CNH Industrial is a global leader in industrial goods. We provide farmers with cutting-edge technologies to help them feed a growing world population and we assist in building and rebuilding cities and infrastructures, all with future-proof powertrain solutions. With our Case IH, New Holland Agriculture, Case and New Holland Construction, and FPT Industrial brands, and comprehensive solutions for financing and aftermarket services, we're driven to meet the needs of our customers.
As Credit Risk Data Scientist, you will join our Global Risk team in CNH Industrial Financial Services. As a member of our global team, you will be involved with projects of other regions, supporting data science standards, ad hoc and periodical risk-centric projects with focus on preparing, managing, and analyzing multiple data sets, applying machine learning algorithms to create credit risk models, as well as following established policies and procedures for developing and distributing standard reports. This team member will collaborate with other risk team members and stakeholders from across the organization to initiate and implement creative business solutions which meet business needs. To be successful in this role, you must have very strong quantitative, logical, analytical and problem-solving skills, being able to work with little supervision in a fast-paced environment, and to handle multiple projects simultaneously.
This position follows a HYBRID work model from our Racine, WI office
The annual salary range is $85,000.00 - $115,000.00
- Apply Machine Learning (ML) techniques on big data to d evelop, refine and implement retail/commercial lending models as well as associated alignments and cutoffs for all regions. Models included but not limited to: origination, behavior, collection, financial, bureaus, delinquency, fraud, losses and auto-approval
- Work with IT to create/improve and keep structured data, p erform data maintenance and management on daily basis, and consult on best practices for data retention
- Work to strengthen/increase partnership with external data suppliers worldwide, expanding our options to improve our models prediction power
- Assess tools/data purchased to support risk management plus tools used by outside vendors or partners
- Perform ad hoc analyses of business situations, systems, issues and problems as well as research and test new technologies for risk mitigation
- Provide and present the results of analyses in the form of graphs, charts, and tables, in high quality fashion and acceptable format, for management, peer and audit reviews
- Document and maintain all procedures and models steps
- Validation and monitoring of risk tools and their application in underwriting, collection or other user areas
- Bachelors degree in a quantitative discipline or related field (e.g. Analytics, Data Science, Statistics, Mathematics, Economics, Finance, Engineering, etc.)
- 2+ years of experience creating/applying advanced algorithms and/or statistical models such as (machine learning techniques, Logistic regression, hazard rate, time series, Simulation, etc.)
US applicants: CNH Industrial is an equal opportunity employer.
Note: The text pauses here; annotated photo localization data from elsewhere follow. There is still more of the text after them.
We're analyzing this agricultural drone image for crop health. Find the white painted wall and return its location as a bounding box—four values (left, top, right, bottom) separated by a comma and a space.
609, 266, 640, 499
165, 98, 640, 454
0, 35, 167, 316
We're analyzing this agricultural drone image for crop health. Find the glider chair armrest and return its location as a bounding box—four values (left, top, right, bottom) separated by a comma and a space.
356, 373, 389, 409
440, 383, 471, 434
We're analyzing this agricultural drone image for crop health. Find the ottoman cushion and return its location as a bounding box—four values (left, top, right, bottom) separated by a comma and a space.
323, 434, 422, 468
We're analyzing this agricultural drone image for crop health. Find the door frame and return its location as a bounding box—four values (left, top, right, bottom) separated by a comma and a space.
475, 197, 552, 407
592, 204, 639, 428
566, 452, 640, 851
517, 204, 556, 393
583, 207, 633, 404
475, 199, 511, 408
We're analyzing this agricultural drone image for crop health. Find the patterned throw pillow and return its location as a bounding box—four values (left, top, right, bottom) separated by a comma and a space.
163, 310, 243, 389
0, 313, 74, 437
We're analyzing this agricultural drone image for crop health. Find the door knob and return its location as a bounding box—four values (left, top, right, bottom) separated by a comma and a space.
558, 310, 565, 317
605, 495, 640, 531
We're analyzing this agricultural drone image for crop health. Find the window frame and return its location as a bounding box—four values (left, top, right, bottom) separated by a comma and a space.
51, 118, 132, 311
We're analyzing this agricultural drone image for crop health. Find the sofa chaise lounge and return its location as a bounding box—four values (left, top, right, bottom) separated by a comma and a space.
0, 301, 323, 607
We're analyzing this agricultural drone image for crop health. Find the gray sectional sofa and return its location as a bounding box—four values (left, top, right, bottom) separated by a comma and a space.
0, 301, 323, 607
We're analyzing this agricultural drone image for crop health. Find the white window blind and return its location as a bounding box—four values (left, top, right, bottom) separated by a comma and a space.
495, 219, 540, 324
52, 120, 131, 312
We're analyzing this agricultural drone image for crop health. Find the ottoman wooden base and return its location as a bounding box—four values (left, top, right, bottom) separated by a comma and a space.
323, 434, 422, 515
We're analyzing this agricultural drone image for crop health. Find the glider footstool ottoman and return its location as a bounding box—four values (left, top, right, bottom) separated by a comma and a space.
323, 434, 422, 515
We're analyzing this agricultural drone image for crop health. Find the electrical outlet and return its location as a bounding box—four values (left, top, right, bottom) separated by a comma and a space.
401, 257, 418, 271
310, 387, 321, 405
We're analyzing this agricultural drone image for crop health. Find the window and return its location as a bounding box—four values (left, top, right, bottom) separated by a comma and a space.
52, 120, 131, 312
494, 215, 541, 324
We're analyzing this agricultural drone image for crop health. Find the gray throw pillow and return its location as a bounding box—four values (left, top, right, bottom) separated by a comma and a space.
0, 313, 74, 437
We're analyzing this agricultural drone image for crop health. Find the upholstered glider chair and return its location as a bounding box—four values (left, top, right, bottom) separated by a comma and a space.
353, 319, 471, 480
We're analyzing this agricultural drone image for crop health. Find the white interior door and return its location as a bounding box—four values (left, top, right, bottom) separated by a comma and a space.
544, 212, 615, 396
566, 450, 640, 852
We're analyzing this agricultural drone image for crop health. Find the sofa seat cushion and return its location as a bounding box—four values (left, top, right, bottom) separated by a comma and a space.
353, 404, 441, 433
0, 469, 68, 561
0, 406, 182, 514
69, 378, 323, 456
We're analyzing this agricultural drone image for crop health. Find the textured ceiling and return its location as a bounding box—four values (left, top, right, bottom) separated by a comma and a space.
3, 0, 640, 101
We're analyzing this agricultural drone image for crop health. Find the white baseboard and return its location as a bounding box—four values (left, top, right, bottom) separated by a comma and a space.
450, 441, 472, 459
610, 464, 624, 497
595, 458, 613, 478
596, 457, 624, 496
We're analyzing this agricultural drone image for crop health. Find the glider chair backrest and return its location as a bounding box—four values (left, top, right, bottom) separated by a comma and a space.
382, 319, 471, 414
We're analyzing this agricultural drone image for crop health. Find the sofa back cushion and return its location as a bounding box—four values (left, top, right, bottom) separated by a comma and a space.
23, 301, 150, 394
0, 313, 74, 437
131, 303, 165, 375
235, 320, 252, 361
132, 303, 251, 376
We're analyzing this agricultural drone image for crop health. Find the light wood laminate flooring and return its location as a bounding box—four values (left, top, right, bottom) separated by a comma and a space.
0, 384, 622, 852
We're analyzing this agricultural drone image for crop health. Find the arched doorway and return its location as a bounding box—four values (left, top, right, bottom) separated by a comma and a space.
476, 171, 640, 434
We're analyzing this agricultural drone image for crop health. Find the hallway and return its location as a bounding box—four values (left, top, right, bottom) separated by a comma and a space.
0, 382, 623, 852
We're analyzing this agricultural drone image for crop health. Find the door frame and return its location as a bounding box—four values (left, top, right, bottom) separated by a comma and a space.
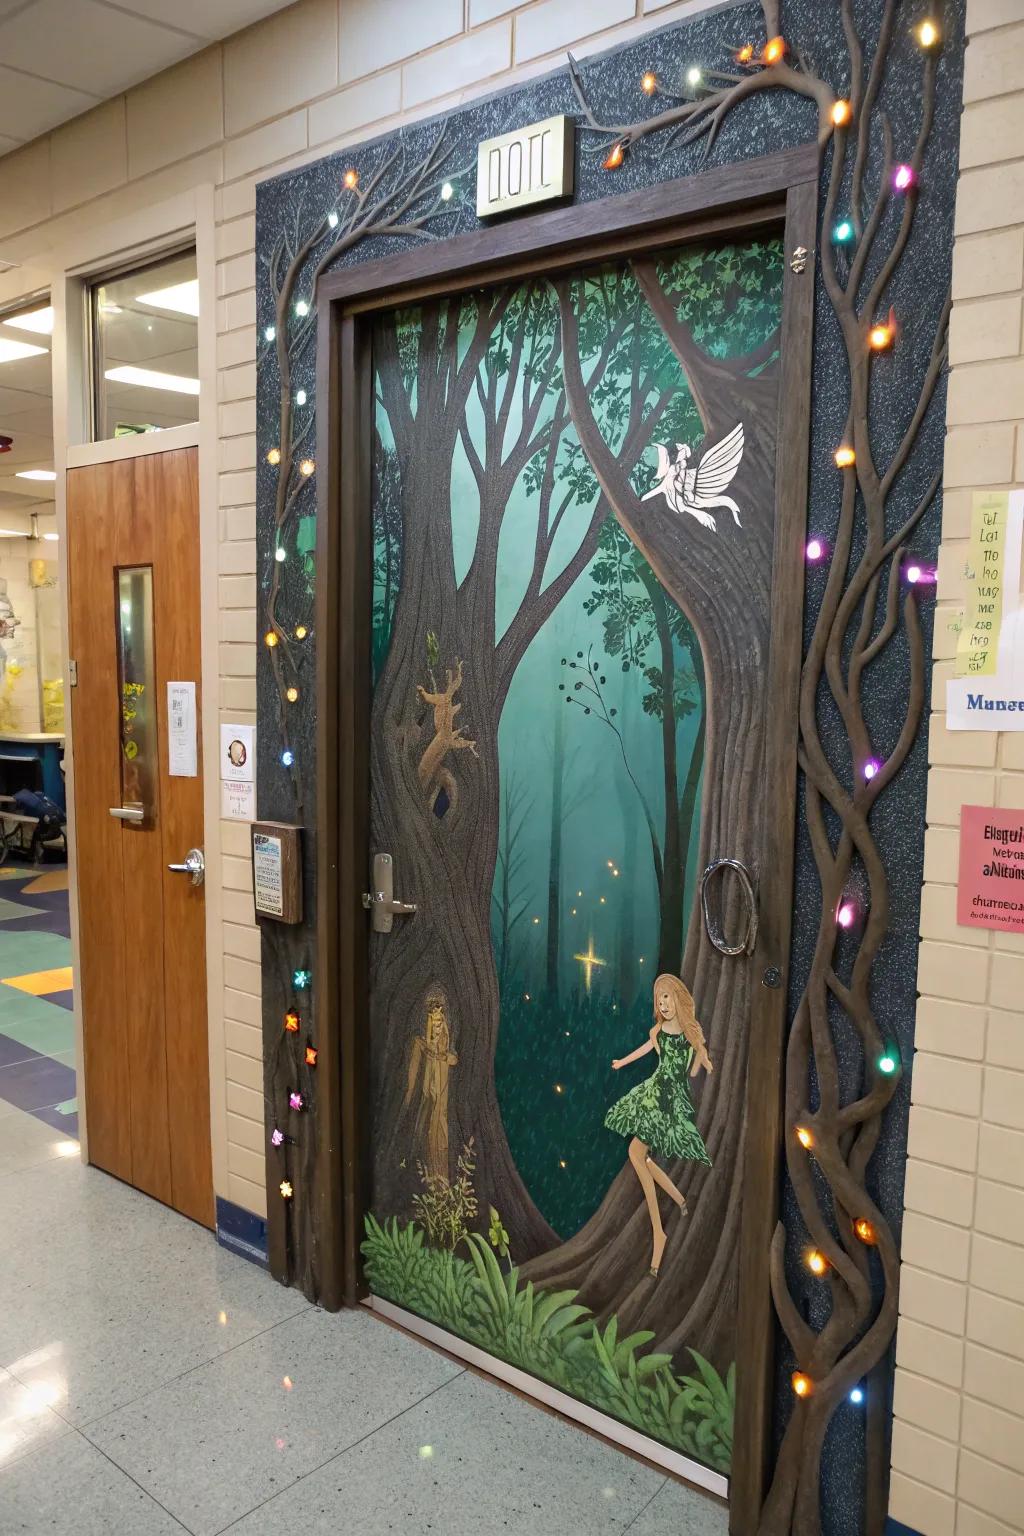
314, 143, 817, 1526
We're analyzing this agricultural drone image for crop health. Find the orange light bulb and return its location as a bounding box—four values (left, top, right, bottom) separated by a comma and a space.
796, 1125, 814, 1149
604, 142, 625, 170
641, 71, 657, 95
343, 168, 359, 190
854, 1218, 877, 1244
265, 630, 279, 649
834, 446, 856, 468
764, 35, 786, 64
737, 44, 755, 64
831, 99, 852, 127
806, 1250, 828, 1276
304, 1045, 318, 1067
792, 1372, 812, 1398
869, 322, 894, 351
284, 1010, 300, 1033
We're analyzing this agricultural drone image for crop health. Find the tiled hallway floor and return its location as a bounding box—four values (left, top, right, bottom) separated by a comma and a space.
0, 1149, 730, 1535
0, 866, 76, 1143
This company considers candidates regardless of race, color, religion, sex, sexual orientation, gender identity, national origin, disability, or veteran status. Applicants can learn more about their rights by viewing the federal "EEO is the Law" poster and its supplement here
. CNH Industrial participates in E-Verify and will provide the federal government with your Form I-9 information to confirm that you are authorized to work in the U.S. You can view additional information here.
If you need reasonable accommodation with the application process, please call 1-800-889-4422 option 1 and then option 5, or contact us at firstname.lastname@example.org.
Read about our company's commitment to pay transparency by clicking this link: pay transparency notice
Canada applicants: CNH Industrial is an equal opportunity employer. This company considers candidates regardless of race, colour, religion, sex, sexual orientation, gender identity, nationality, place of origin, disability, marital status, family status, age, or any other ground prohibited by applicable provincial human rights legislation.